Хатан скрипнул зубами, представив себя на месте торкондцев. На этой войне всякое может случиться.
– Что ж они, недоделки, совсем ослепли?
– Да нет. Прилетают бомбёры на указанные координаты, а там вместо колонны раздолбанная техника горит. Летуны так и ретируются ни с чем. Это потом разобрались: ирианцы, оказывается, перед налетом (тоже еще вопрос, как они о нем узнают?), устраивают бутафорские пожары, наносят закопчения, снимают с техники целые узлы или частично разбирают ходовую, да еще реально выведенную из строя, порядком покореженную технику с собой тягают.
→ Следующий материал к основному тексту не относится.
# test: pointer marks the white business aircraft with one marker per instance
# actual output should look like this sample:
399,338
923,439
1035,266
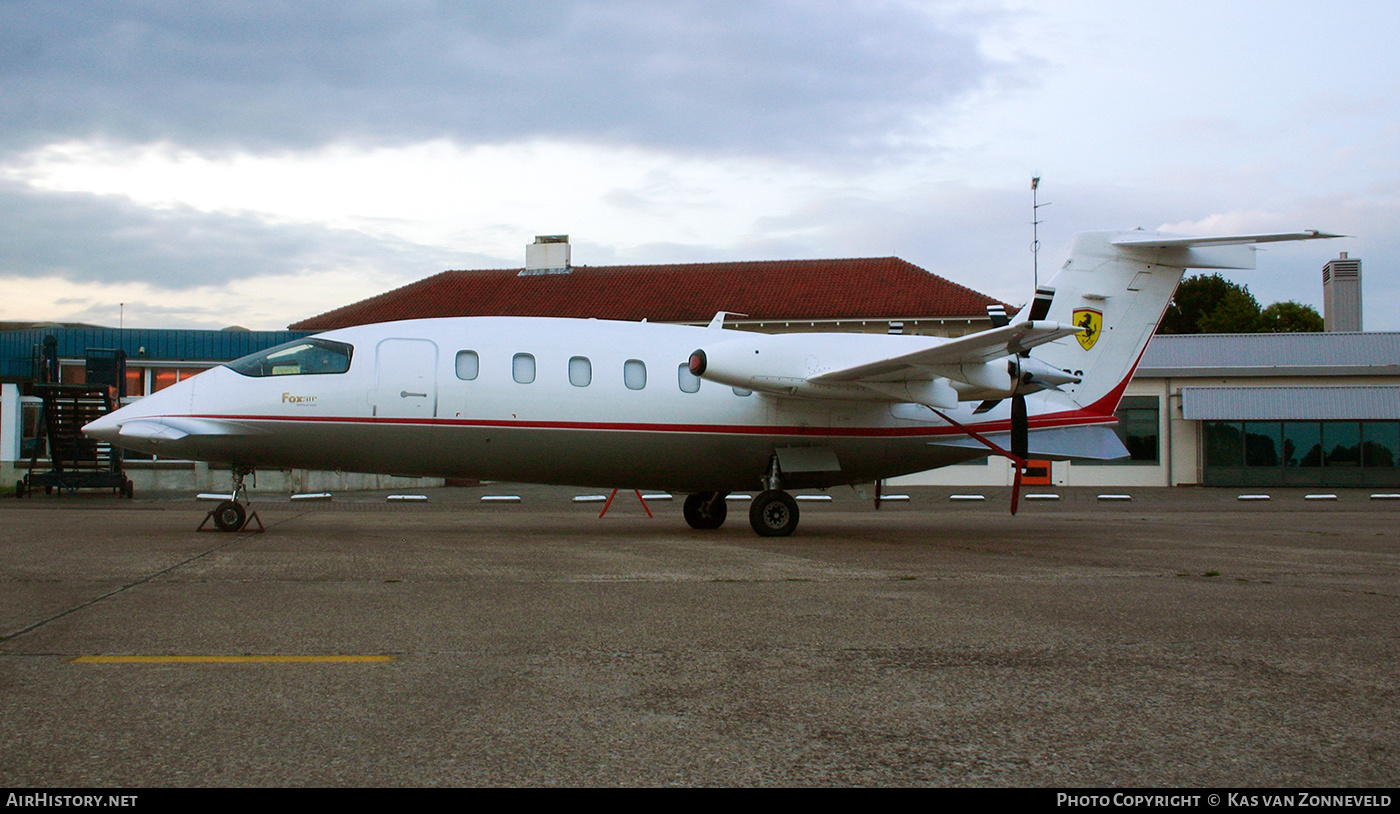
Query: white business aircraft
704,411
Вот и выходит, что летунам кажется, что их кто-то опередил.
Хатан хмыкнул и покачал головой.
– Хитрые дьяволы… А как же это наши летуны по своим бомбят?
– Да черт их знает, – Мэк пожал плечами. – Может, опознавательные коды ирианцам достались? Может, рэбовцы что-то наколдовали. Да и с разведкой у повстанцев все путем. Не знаю… А потом, наша доблестная мобильная пехота пошла на штурм. А предварительно укрепрайон атмосферники отутюжили, мощная артподготовка была проведена, а потом оказалось, что у повстанцев ни КП, ни НП почти не пострадали. И огневая система нихрена не подавлена. А полки и батальоны в растопырку ринулись, почти без взаимодействия, связь совсем забита была.
– Весело, черт возьми, – Хатан закурил, а Мэк с трудом сдержался, чтоб не попросить сигарету. – И что же дальше?
– А что дальше… Дальше к моим соседям трое приходили. Навестить. Двое из них тоже торкондцы, а третий, ефрейтор, – нишит. Рассказали, что маршал Хок отдал под трибунал за эту бойню командующего корпусом и половину его штаба. Если б командир дивизии не погиб, его ждало бы то же самое. Рассказали, что там же, под Виароном, захватили в плен нескольких опетцев. В расход пустили.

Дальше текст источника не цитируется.